Through the emerging field of digital humanities, researchers are uncovering more and more fascinating information about old texts and materials using advanced computing tools such as data visualization and text mining. For example, it’s not uncommon for a scholar to investigate the comparison between the use of a particular word in prose and poetry, and how its meaning has changed over time.
But that’s just the half of it, according to renowned digital humanist Julia Flanders, who joined Northeastern this summer as a professor of the practice and whose interdisciplinary scholarship includes an appointment in the Department of English and leadership of the University Libraries’ Digital Scholarship Group. For Flanders, this research also lends insight into how these computing tools shape the way we think. “There is a really interesting interplay between how digital representations and digital media shape information and how we as readers and thinkers shape information,” she explained.
“One of the really valuable things digital humanities does is open the lid on that black box,” she added. “This is especially important in education, because that’s the moment at which we become inquisitive about things.”
Flanders leads two dynamic digital humanities endeavors that explore these topics.

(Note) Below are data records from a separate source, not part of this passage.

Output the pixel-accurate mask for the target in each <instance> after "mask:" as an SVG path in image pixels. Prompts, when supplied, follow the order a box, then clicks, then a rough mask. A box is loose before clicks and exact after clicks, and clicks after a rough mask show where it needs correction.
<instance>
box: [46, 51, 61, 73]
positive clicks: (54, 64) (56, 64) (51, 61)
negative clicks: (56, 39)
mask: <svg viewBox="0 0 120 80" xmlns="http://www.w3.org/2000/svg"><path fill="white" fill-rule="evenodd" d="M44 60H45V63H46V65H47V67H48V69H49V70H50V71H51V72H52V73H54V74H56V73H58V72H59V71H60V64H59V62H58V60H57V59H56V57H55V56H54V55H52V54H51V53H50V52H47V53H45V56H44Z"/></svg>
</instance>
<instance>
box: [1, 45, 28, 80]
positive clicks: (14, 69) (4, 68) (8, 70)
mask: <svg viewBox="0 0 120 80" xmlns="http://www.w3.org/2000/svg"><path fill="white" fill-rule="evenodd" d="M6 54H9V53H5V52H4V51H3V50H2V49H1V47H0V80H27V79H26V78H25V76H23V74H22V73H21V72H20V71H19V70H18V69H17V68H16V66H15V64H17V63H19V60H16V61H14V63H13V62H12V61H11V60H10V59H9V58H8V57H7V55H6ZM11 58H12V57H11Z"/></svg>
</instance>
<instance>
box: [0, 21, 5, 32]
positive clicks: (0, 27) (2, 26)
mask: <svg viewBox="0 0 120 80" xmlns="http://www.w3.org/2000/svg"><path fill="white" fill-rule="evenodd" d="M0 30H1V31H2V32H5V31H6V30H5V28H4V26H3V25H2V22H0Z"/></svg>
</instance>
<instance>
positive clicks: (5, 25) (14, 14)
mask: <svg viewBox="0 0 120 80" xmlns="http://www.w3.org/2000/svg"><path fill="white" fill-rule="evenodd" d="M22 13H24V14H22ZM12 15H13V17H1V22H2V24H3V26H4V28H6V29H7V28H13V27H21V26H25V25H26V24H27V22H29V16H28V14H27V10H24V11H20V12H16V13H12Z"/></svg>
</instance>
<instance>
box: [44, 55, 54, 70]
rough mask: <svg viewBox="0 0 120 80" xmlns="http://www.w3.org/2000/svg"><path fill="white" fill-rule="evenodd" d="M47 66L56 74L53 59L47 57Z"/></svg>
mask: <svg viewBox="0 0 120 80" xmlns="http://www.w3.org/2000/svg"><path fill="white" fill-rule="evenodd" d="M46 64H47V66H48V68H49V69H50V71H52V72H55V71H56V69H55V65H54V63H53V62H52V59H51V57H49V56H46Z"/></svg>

She directs the Women Writers Project, a long-term research initiative devoted to early modern women’s writing and electronic text coding with a particular focus on making texts by pre-Victorian women broadly accessible for teaching and research. She is also the editor-in-chief of Digital Humanities Quarterly, an open-access, peer-reviewed, digital journal that publishes articles, editorials, experiments in interactive media, and reviews of books, sites, and new media tools and systems.
Flanders has transferred both projects to Northeastern. The Women Writers Project is supported by grants from the National Endowment for the Humanities to run workshops on scholarly text encoding and study the reception and readership of early modern women’s writing. Recent DHQ issues, meanwhile, have covered subjects such as the future of digital studies and the beginnings of computing in the humanities; the forthcoming issue, among other topics, will tackle the complexity of comics and comic books.
Flanders is excited to continue this work at Northeastern and hopes it will lead to new faculty collaborations and experiential-learning opportunities for both graduate and undergraduate students.
Digital humanities, she said, dovetails with the university’s emphasis on combining classroom learning and real-world experience. “The intersection of theory and practice is an important aspect of the digital humanities,” Flanders said, “and the best way to learn is through thoughtful practice.”